Probable, not Impossible
Now I am not predicting hyper-inflation or a particular date that it will happen. What I am saying, if one takes an objective view and looks at the math, the probability is extremely high that it will happen if we remain the course and are not careful to deal with it. I am not sure what the catalyst that could bring this on is; perhaps oil repriced out of dollars, perhaps China trade agreement repriced out of dollars to another currency, perhaps the BRIC bank gains enough EU members to become the new reserve, who knows.
Remember, while it maybe improbable, it is not impossible. Right now I am saying it IS PROBABLE and certainly very POSSIBLE.
Hawkish, Dovish, I don’t know?
In conclusion, the uncertainty we are living in today, which is driving market volatility is solely created by the Federal Reserve and their next step in monetary policy. Will it be Hawkish or Dovish? Right now it is unknown.

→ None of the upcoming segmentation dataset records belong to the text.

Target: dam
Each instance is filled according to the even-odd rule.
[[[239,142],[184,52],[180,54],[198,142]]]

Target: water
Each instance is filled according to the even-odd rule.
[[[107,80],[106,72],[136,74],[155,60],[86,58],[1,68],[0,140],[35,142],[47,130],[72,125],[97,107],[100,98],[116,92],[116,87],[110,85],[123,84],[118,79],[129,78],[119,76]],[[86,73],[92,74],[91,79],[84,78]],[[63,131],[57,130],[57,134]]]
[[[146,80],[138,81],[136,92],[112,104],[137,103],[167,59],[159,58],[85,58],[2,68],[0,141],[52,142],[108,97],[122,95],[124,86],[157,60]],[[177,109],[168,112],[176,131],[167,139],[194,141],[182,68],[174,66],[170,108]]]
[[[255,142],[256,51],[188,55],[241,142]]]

If the Fed continues on a Hawkish route, we will need to prepare for Flat to Bearish market for at least a year. If the Fed takes a Dovish route, we could see the market recover and begin to rally, unfortunately this means that debts will expand again. You would need to ask how much more time can NIRP buy you, perhaps out to 2017-2018. What’s after NIRP?

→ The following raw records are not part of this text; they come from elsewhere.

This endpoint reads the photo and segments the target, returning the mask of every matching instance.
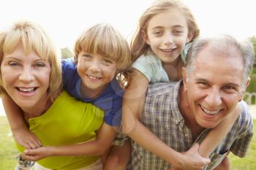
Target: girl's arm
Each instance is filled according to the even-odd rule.
[[[139,71],[134,70],[131,82],[126,89],[122,107],[122,130],[141,147],[157,155],[173,166],[182,169],[200,169],[210,162],[202,158],[197,150],[185,155],[176,152],[157,138],[140,121],[144,107],[148,80]],[[191,151],[196,151],[191,154]]]
[[[116,134],[116,130],[104,123],[98,131],[97,139],[84,143],[64,145],[42,147],[24,151],[24,159],[37,161],[56,155],[83,156],[101,155],[110,147]]]
[[[3,94],[1,99],[15,140],[27,149],[39,147],[41,142],[29,131],[20,107],[7,94]]]
[[[214,150],[230,130],[241,112],[241,107],[238,104],[235,109],[229,115],[225,117],[217,126],[209,131],[200,144],[199,153],[200,155],[204,158],[210,155],[211,152]]]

Yet today, the Fed is NOT Hawkish or Dovish, they remain ambiguous. And thus the market will continue to face volatility and rubber-banding action.
Support & Resistance
We had a good rally up into resistance levels and we remain in an uncertain time with the Fed. I would expect to see some selling and profit taking in here – as this is the previous high at the end of January. I would look at 16,000 as short-term support.
The tech heavy index has some room to run still, we could see some gapping moves in here as this is a very volatile index, especially intra-day. Expect resistance in the 4200-4300 range. I would look at support down at 4000.
We are back up into the resistance area from the end of January. Expect some selling pressure in here as investors take off their risk, either profit taking or minimizing losses. I would look at 1860 as short-term support in a sell-off.
The one index that is not showing the robust strength is the Russell. My decades of experience have me always following this index for simply general market order flow. This is the broadest index without the over-weights that can drive it higher or lower (like the Dow). It already looks like it has lost momentum the last couple of days and if we crack below 1000 we could be heading back towards 980.
(note: I use the Russell 2000 because it removes the over-weight stocks that make up the S&P, NDX, and Dow Jones. One can use the Russell 3000 which includes all of them, but it is amalgamation of the other indices.)
Option Position Traders Rejoice!
There is a small minority that does prosper in uncertainty, options traders. Uncertainty which can drive volatility creates opportunity for the option position traders. These are the times in which huge returns can be made. Of course you need to be on your game, have Gamma, and Vega. I remember during the Dot.com bubble burst, Asian Flu, 2008-2010 and other times, being long Gamma and what is commonly referred to as “Back Spread” paid huge dividends.
Of course this is a niche trading arena and this type of trading weights and measures Vega and potential volatility. It cares not what the underlying stock is, does, EPS, fundamentals or anything. It is simply looking for action – up or down. As long as there is action there is money to be made.
However, options are not just for option position traders. These are the times (at least since last November) that one should be hedging their long portfolio against market risk (volatility). Those that did, did not lose that much and perhaps even profited.